The decision, handed down today, was in the case R v P (Children: Similar Fact Evidence). Lord Justice Peter Jackson, giving the leading judgment, explains what it was about:
"This is an appeal from a case management decision to exclude evidence in family proceedings. The proceedings are a father's application for contact with children now aged 5 and 2. The mother opposes contact on the basis that the father had subjected her to extreme coercive and controlling behaviour and to sexual abuse, including rape. In support of her case, she wants to rely on evidence of what she argues is strikingly similar coercive and controlling behaviour by the father towards another woman, with whom he began a relationship shortly after her relationship with him ended. It was that evidence that was excluded."
We are then told that the appeal was allowed, and that the contested evidence would be reinstated.

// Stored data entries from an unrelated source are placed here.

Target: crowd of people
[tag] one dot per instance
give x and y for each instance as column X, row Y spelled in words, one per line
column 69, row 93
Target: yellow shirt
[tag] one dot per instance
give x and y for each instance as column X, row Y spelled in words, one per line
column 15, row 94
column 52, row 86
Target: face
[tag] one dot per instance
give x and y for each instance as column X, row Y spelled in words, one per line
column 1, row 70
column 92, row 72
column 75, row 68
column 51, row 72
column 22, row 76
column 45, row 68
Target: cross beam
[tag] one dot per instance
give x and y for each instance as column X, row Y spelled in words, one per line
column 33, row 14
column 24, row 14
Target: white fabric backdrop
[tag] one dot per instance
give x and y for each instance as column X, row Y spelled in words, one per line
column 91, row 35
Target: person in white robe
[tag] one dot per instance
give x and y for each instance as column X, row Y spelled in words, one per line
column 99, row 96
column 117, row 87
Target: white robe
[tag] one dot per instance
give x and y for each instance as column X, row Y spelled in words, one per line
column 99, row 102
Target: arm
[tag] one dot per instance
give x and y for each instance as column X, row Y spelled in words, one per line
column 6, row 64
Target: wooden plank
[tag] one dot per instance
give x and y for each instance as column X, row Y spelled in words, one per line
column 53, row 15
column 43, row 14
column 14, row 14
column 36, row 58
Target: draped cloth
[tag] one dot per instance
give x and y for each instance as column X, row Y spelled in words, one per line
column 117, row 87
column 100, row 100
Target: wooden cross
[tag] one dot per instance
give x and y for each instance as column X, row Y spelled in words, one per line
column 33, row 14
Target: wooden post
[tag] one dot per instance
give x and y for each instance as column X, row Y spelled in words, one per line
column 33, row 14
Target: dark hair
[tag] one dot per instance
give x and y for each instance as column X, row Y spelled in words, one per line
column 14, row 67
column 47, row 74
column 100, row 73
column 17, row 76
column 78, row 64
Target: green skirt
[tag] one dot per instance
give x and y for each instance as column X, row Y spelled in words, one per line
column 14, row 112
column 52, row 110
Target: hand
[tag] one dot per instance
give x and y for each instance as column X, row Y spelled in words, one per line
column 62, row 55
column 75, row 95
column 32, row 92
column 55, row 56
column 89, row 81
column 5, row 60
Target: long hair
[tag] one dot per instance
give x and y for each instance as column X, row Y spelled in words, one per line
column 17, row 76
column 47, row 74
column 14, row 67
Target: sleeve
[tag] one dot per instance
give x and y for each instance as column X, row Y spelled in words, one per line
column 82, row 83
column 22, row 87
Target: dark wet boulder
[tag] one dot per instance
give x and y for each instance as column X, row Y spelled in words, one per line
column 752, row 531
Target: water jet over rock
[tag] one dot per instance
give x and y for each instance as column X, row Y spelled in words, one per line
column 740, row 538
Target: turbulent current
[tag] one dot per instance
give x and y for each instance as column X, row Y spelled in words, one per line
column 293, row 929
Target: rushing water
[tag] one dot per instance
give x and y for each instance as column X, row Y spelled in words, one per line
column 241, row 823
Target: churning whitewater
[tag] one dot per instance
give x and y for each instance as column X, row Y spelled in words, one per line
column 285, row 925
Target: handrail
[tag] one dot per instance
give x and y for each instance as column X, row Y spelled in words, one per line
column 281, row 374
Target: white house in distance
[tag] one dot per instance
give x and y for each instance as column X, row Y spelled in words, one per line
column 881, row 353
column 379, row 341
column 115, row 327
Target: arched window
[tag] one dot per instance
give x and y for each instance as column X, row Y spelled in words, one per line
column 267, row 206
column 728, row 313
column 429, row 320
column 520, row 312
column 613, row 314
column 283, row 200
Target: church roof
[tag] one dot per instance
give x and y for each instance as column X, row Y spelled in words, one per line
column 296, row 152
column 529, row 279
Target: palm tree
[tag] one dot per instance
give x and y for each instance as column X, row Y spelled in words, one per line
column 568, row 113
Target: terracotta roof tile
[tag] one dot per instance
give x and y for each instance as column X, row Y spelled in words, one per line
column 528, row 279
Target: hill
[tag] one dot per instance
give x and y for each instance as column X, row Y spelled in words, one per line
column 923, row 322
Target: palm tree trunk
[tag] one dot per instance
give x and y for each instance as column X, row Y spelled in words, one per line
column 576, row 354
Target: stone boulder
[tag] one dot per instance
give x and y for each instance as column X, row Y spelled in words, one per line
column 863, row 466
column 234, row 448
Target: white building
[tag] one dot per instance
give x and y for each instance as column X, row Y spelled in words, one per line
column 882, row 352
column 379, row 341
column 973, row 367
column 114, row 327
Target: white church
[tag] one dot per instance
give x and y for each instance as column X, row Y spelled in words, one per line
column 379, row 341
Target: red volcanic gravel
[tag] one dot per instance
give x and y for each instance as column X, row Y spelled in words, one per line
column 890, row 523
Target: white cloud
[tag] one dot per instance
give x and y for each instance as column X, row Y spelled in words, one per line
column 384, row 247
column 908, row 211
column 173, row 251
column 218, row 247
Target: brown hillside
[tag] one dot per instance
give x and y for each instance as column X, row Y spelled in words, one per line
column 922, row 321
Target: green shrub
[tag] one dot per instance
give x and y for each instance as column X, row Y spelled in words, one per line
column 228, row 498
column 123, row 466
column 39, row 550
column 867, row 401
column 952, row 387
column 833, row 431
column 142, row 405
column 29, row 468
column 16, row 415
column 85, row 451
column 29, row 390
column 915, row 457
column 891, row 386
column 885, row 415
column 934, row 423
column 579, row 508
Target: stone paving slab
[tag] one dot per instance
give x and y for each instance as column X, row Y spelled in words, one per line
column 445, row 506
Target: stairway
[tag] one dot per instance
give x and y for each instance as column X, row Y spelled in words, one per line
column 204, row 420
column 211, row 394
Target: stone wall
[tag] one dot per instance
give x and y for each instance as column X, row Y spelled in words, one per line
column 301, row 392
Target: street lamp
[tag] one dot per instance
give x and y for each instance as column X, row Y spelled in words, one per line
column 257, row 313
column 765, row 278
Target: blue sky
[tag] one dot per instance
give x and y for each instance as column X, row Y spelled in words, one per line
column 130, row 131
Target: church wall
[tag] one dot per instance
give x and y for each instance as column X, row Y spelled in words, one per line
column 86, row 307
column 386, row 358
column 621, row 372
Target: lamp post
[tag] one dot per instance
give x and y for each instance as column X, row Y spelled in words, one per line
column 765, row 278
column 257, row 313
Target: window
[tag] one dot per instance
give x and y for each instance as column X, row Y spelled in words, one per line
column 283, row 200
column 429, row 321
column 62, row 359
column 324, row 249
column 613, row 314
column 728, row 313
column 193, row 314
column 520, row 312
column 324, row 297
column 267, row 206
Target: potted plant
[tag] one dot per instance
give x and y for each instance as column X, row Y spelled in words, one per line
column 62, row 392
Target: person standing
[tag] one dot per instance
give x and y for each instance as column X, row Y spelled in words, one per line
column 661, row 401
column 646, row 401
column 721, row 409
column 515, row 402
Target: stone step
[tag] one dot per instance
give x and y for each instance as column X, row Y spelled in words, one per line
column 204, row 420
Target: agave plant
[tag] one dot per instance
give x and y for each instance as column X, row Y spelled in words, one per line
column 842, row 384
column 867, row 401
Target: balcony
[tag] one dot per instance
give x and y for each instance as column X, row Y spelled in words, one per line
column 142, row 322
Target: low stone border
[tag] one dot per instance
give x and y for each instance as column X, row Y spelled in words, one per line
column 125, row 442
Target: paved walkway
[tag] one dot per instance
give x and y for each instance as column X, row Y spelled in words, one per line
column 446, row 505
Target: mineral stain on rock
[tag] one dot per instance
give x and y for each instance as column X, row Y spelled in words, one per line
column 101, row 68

For the purpose of this brief summary I don't need to set out the background or, indeed, details of the evidence that the mother sought to adduce. I will simply 'cut to the chase' of why the appeal was allowed.
Jackson LJ explained:
"There are two questions that the judge must address in a case where there is a dispute about the admission of evidence of this kind. Firstly, is the evidence relevant, as potentially making the matter requiring proof more or less probable? If so, it will be admissible. Secondly, is it in the interests of justice for the evidence to be admitted?"
The Court of Appeal was in no doubt that the evidence was relevant, and therefore admissible. The judgment does not give an explanation of this finding, merely relying upon an earlier exposition of the law on similar fact evidence. That exposition made it clear that evidence is relevant if it is logically probative or disprobative of some matter which requires proof, in this case the father's pattern of behaviour.
Jackson LJ was also in no doubt that the evidence should be admitted in the interests of justice - it would be for the court to determine whether the evidence was capable of establishing propensity that may be of probative value in relation to the core allegations in the case.
An interesting little judgment, which may prove useful to others who have suffered abuse and are aware that they weren't the only victims of their abusers.